Pretensão internacional
A meta da O2, a partir de “Malasartes e o Duelo com a Morte”, é expandir essa prestação de serviço também para o mercado internacional, aproveitando o momento de crise para tornar o Brasil competitivo nos Estados Unidos. “É um divisor de águas, sem dúvida. Depois desse filme, sairemos uma outra empresa e em pé de igualdade para competir no exterior”, acredita ele.
A previsão de estreia é para 2017 e a possibilidade de lançar “Malasartes” em IMAX também é factível e está nos planos da O2. Por mais que não tenha sido filmado em uma câmera IMAX, se a pós-produção for realizada em 4K, as chances são bem reais e concretas. Depende apenas do tempo que ainda será necessário para definir os detalhes técnicos para a otimização dos estágios de produção para um processamento hábil dos frames.

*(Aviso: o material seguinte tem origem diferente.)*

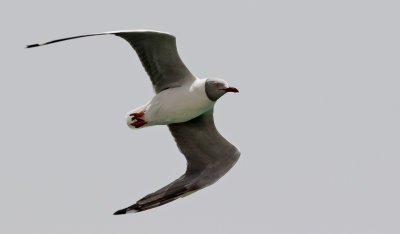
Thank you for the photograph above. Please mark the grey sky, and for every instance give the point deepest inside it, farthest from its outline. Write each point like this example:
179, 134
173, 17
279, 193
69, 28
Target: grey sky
316, 119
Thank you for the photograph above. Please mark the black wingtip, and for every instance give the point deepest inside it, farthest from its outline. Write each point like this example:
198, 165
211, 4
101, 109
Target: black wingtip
33, 45
119, 212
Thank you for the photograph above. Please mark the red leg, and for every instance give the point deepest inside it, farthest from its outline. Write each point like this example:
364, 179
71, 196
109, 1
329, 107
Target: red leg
139, 123
137, 115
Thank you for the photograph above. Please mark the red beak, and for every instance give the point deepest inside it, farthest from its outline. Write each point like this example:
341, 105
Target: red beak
231, 89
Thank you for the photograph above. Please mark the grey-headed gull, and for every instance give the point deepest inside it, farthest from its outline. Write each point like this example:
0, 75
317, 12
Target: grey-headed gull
183, 102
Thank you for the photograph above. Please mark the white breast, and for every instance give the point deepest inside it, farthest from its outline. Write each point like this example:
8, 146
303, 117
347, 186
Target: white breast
179, 104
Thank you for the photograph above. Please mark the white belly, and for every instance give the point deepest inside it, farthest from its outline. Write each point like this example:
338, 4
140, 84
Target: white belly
177, 105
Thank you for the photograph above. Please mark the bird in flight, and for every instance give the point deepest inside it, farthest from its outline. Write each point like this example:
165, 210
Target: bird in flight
185, 104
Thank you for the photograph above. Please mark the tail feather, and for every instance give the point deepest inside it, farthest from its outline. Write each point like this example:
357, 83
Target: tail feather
167, 194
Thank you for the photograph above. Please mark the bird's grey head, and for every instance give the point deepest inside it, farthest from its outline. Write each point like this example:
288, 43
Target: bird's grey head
215, 88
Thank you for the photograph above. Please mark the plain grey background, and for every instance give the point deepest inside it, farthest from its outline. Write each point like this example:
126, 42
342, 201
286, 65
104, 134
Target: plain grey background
316, 119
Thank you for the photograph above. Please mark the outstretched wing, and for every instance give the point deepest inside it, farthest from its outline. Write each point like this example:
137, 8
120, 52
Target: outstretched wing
209, 156
159, 56
157, 52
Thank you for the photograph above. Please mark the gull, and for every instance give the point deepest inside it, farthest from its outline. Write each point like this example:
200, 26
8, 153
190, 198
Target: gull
185, 104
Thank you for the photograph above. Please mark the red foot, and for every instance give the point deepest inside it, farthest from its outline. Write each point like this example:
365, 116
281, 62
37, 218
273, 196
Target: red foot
137, 115
139, 123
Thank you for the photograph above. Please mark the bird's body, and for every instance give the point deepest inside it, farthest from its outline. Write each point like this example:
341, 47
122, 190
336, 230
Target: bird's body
174, 105
184, 103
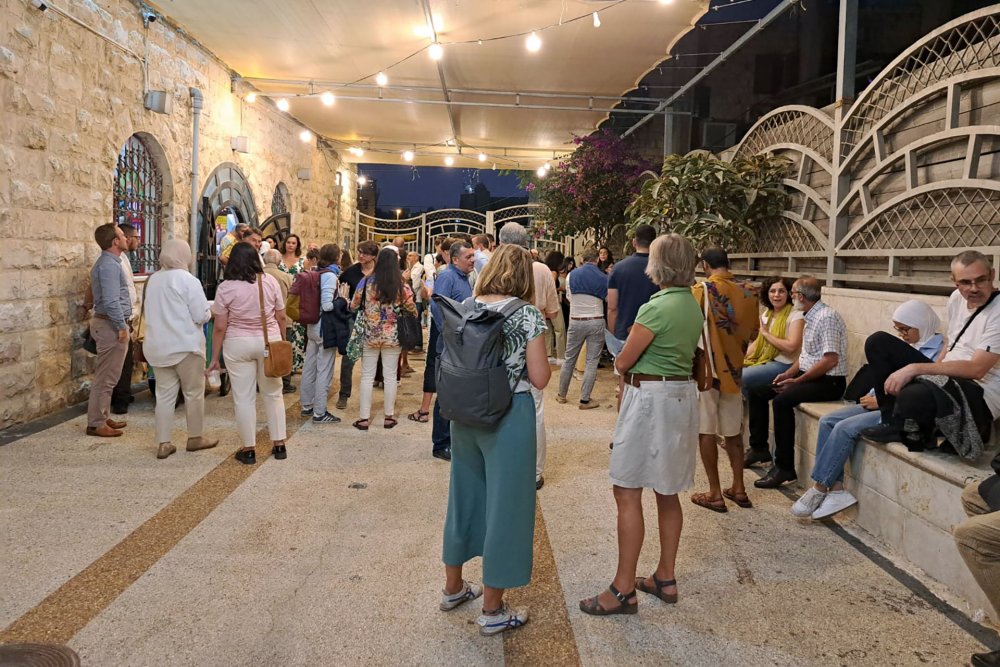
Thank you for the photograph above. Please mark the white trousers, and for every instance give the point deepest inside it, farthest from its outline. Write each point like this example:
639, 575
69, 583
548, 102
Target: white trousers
369, 363
245, 365
187, 375
539, 398
317, 372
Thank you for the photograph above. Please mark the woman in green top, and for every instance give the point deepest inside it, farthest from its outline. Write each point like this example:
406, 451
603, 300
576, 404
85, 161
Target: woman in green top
656, 436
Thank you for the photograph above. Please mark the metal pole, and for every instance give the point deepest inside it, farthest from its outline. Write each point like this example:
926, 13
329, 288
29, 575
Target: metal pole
847, 41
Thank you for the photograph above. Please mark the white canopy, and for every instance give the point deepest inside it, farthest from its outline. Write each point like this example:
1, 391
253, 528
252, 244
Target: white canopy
298, 49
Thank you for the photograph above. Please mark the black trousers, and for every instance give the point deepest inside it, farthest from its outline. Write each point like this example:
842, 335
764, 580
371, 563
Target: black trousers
887, 354
121, 395
783, 403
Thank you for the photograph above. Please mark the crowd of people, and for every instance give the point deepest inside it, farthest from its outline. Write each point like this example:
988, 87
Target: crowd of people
691, 358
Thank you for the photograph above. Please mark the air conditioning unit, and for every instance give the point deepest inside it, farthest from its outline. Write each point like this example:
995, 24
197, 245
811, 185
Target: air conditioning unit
718, 136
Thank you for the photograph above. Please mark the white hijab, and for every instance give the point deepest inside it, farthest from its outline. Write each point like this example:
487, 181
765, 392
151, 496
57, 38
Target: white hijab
920, 316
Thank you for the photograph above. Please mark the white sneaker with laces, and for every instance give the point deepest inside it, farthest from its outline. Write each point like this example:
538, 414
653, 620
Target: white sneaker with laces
468, 592
835, 501
808, 502
504, 619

Hoje, o filme demora 40 horas para render um fotograma, mas a equipe está calculando que, em poucos meses, esse tempo seja reduzido para apenas quatro horas.
Paulo Morelli, que já esperou três décadas, comemora a evolução da tecnologia para “realizar voos mais altos” e finalizar o projeto. “Essa história pedia muita pós-produção e, agora, é possível realizar com qualidade. O filme demorou a ser feito, mas foi feito na hora certa”.